'Countries and continents require an article' -Sitesurf
Unless it comes after en, then no article is needed. ("en is nearly always used directly in front of a noun, with no article" http://french.about.com/od/grammar/a/preposition_en.htm)
Why not: "L'Allemagne est un pays en Europe." ? In a previous example I've seen "Je vis en Amérique"
EDIT: Later, when I had to translate "Germany is a country in Europe" to French I wrote "L'Allemagne est un pays d'Europe." like it says here, and guess what?
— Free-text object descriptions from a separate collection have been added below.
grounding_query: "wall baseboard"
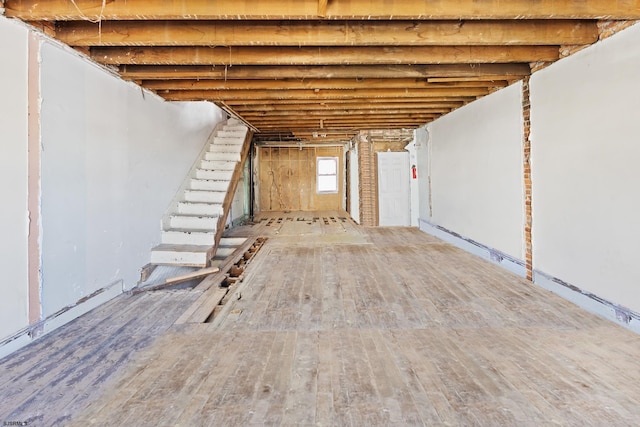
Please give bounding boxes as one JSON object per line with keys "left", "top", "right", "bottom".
{"left": 418, "top": 217, "right": 640, "bottom": 334}
{"left": 0, "top": 280, "right": 123, "bottom": 360}
{"left": 418, "top": 218, "right": 526, "bottom": 277}
{"left": 533, "top": 270, "right": 640, "bottom": 334}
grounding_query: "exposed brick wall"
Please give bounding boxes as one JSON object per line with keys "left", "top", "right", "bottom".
{"left": 357, "top": 133, "right": 378, "bottom": 226}
{"left": 598, "top": 20, "right": 639, "bottom": 40}
{"left": 522, "top": 77, "right": 533, "bottom": 281}
{"left": 356, "top": 129, "right": 414, "bottom": 226}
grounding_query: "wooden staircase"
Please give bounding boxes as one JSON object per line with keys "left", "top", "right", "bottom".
{"left": 150, "top": 118, "right": 252, "bottom": 266}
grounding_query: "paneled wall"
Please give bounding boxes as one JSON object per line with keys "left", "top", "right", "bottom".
{"left": 257, "top": 146, "right": 344, "bottom": 212}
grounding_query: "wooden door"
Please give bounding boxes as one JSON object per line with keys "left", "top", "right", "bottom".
{"left": 377, "top": 151, "right": 411, "bottom": 226}
{"left": 257, "top": 146, "right": 343, "bottom": 212}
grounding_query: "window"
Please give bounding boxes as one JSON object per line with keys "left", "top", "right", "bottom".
{"left": 316, "top": 157, "right": 339, "bottom": 194}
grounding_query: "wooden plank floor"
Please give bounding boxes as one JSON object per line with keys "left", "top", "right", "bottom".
{"left": 3, "top": 211, "right": 640, "bottom": 426}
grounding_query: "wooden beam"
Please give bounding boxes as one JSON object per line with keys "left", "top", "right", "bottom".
{"left": 248, "top": 114, "right": 441, "bottom": 123}
{"left": 92, "top": 46, "right": 559, "bottom": 66}
{"left": 7, "top": 0, "right": 640, "bottom": 20}
{"left": 56, "top": 20, "right": 598, "bottom": 47}
{"left": 142, "top": 78, "right": 508, "bottom": 91}
{"left": 319, "top": 0, "right": 329, "bottom": 17}
{"left": 224, "top": 96, "right": 477, "bottom": 105}
{"left": 231, "top": 102, "right": 464, "bottom": 111}
{"left": 160, "top": 87, "right": 490, "bottom": 101}
{"left": 241, "top": 109, "right": 451, "bottom": 117}
{"left": 120, "top": 64, "right": 531, "bottom": 80}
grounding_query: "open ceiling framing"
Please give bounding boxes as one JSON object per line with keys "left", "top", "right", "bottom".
{"left": 5, "top": 0, "right": 640, "bottom": 143}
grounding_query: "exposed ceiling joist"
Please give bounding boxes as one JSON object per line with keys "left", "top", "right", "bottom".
{"left": 6, "top": 0, "right": 637, "bottom": 137}
{"left": 6, "top": 0, "right": 640, "bottom": 20}
{"left": 161, "top": 87, "right": 491, "bottom": 101}
{"left": 141, "top": 78, "right": 509, "bottom": 91}
{"left": 92, "top": 45, "right": 560, "bottom": 66}
{"left": 119, "top": 64, "right": 532, "bottom": 80}
{"left": 55, "top": 20, "right": 598, "bottom": 47}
I was marked wrong and it said that the correct answer is "L'Allemagne est un pays en Europe."
Am I missing something?
When the following word starts by a vowel sound, we use AN, e.g.: an elephant, an apple, an uncle, an hour, an honour, an heir, an heiress, an honourable man, an empty glass, an MP member, an L-shaped object, etc
When the following word starts by a consonant sound, including semivowels /j/ and /w/, we use A, e.g.: a house, a horse, a cat, a ghost, a friend, a European country, a ewe, a university, a universal language, a uniform, a one-way ticket, a one-eyed person, a wet coat, etc.
Almost the same thing happens with the two pronunciations of the definitive article THE, e.g.: the ewe /ðə 'juː/, the elephant / ði ˈɛlɪfənt /.
And what about The United States, The United Nations, The United Kingdom, The European Commission, etc?